Produsen Ban Cina Siap Hijrah ke Indonesia
KATADATA - Ini satu di antara berkah pajak ekspor rendah di Indonesia. Produsen ban di Cina berencana memindahkan operasionalnya ke beberapa negara, salah satunya Indonesia. Hal tersebut dipicu oleh kebijakan Negara Panda itu yang menerapkan pajak ekspor tinggi, 30 hingga 50 persen. Angka ini jauh lebih besar dari pajak ekspor Indonesia yang hanya lima persen.
Produsen ban itu, yakni Shandong O'Green Tyre Co. Ltd yang menggandeng PT Vorich Wealth Indo untuk membuat perusahaan patungan bernama PT Eastern O'Green. Perusahaan ini akan memindahkan seluruh fasilitas produksinya ke Indonesia.

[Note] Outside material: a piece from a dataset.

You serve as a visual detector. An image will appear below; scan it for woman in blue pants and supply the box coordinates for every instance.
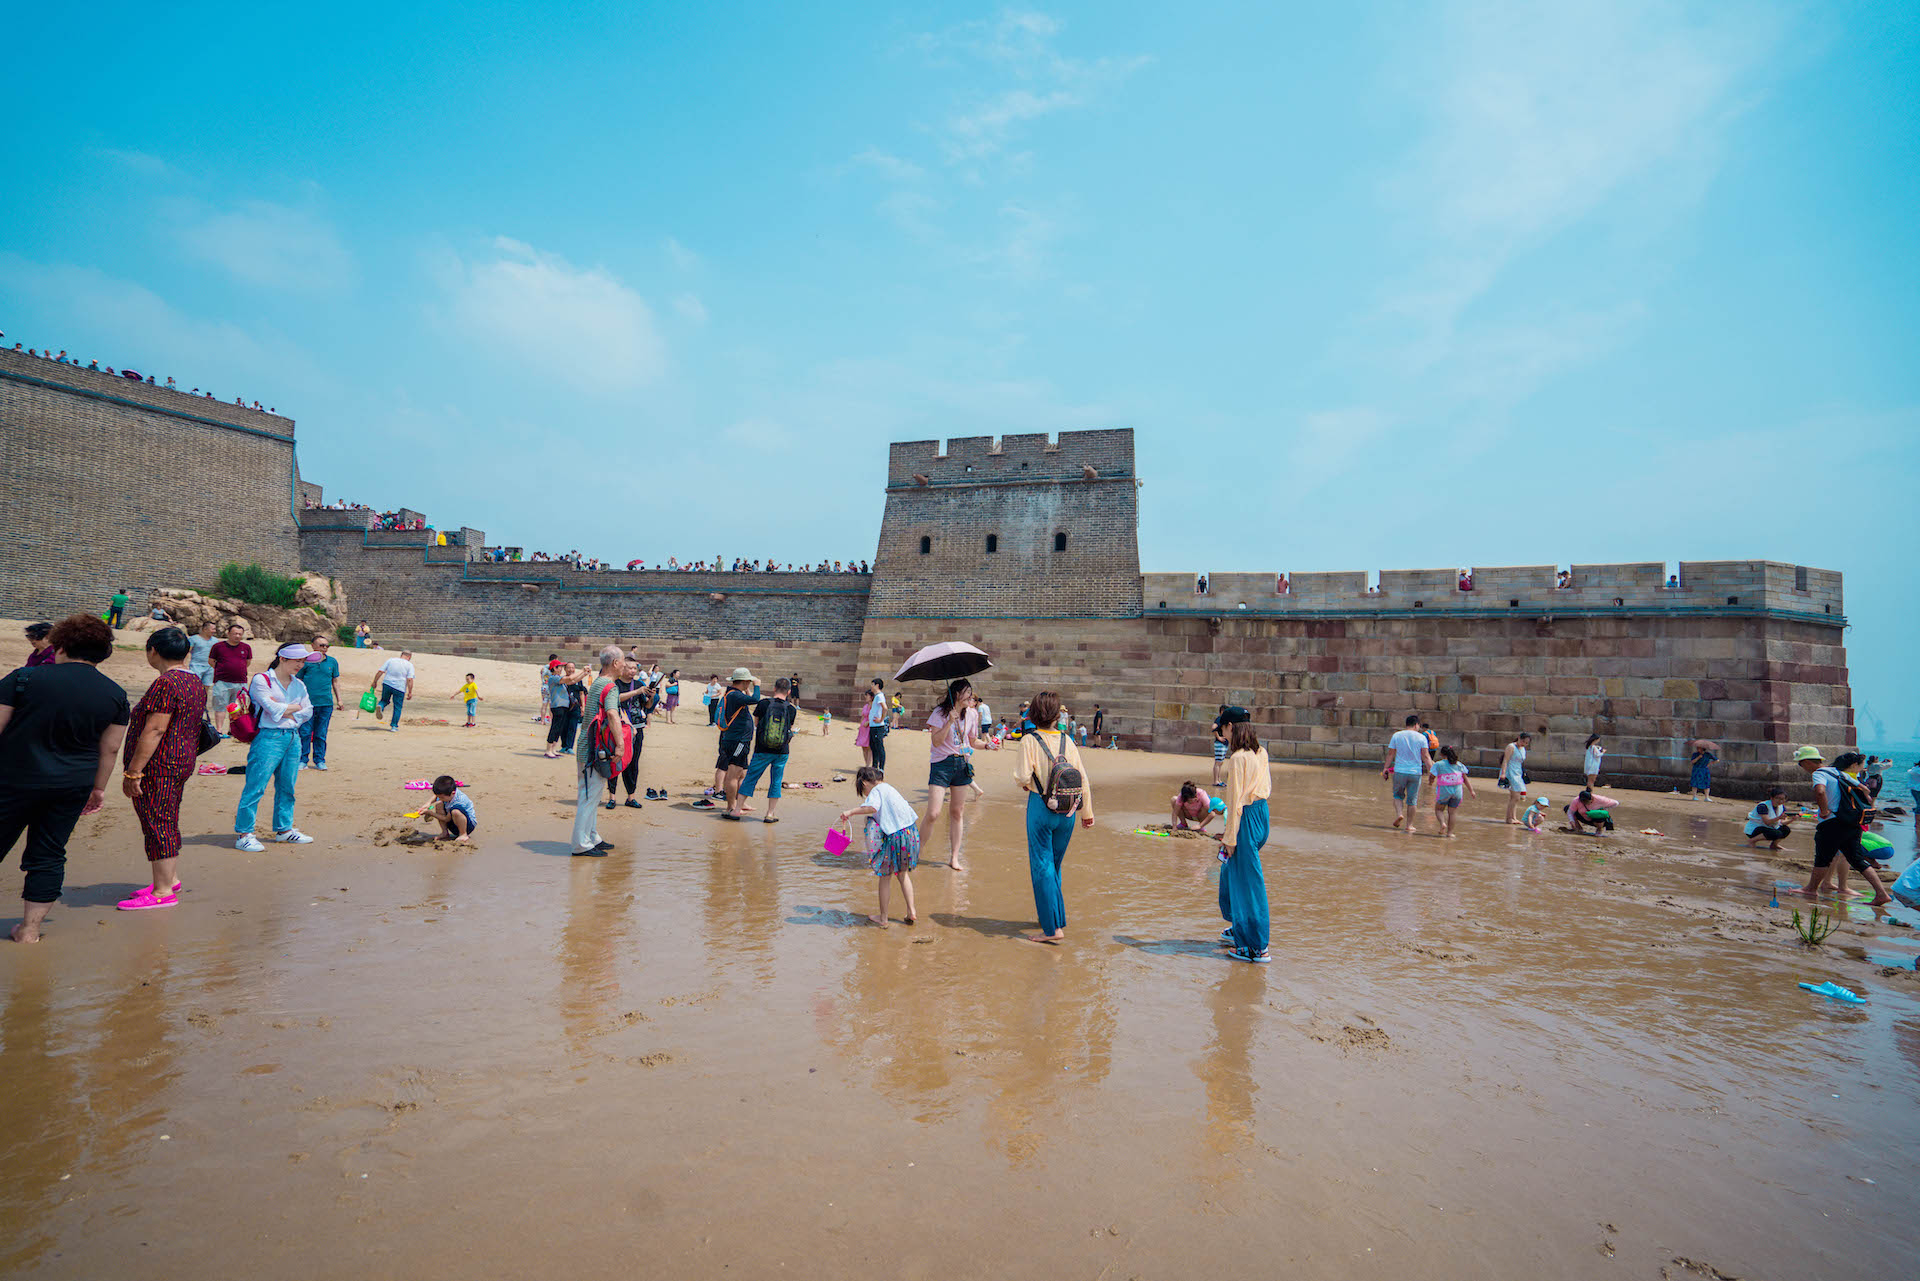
[1216,720,1272,963]
[1015,691,1096,944]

Rencana relokasi pabrik juga dipicu oleh pembatasan kuota ekspor ban. (Baca: Pemerintah Genjot Investasi Industri Berorientasi Ekspor).
“Selain dikenakan pajak dan kuota, kami ingin pindahkan fasilitas produksi karena dekat dengan lokasi bahan baku karet di sini,” kata General Manager PT Eastern O'Green Fitri Zenitia usai acara Investor Forum Cina dan Hong Kong di gedung Badan Koordinasi Penanaman Modal, Jakarta, Senin, 29 Februari 2016.
Fitri menyatakan saat ini perusahaannya telah menyelesaikan pabrik ban berkapasitas 2.000 pekerja dengan nilai US$ 501 juta dan akan mulai beroperasi pada pertengahan 2016. Pihaknya sedang mengajukan keringanan pajak atau tax allowance. Eastern O'Green juga berharap mendapatkan satu fasilitas lagi yakni percepatan impor barang modal yang diberikan bersama-sama dengan Direktorat Jenderal Bea Cukai. (Baca juga: Proses Impor Mesin dan Peralatan Pabrik Akan Dipermudah).
Dari sisi produksi, Fitri mentargetkan Eastern O'Green akan menghasilkan 20 hingga 30 ribu unit ban per hari dengan 75 persen produksi untuk ekspor ke beberapa negara di Eropa, Australia. Juga, untuk memenuhi kebutuhan pasar Cina sendiri. Adapun produk yang dihasilkan adalah ban untuk truk dan bus berukuran sedang. “Untuk luas lahan pabrik kami di Cikampek seluas 23,6 hektare,” katanya.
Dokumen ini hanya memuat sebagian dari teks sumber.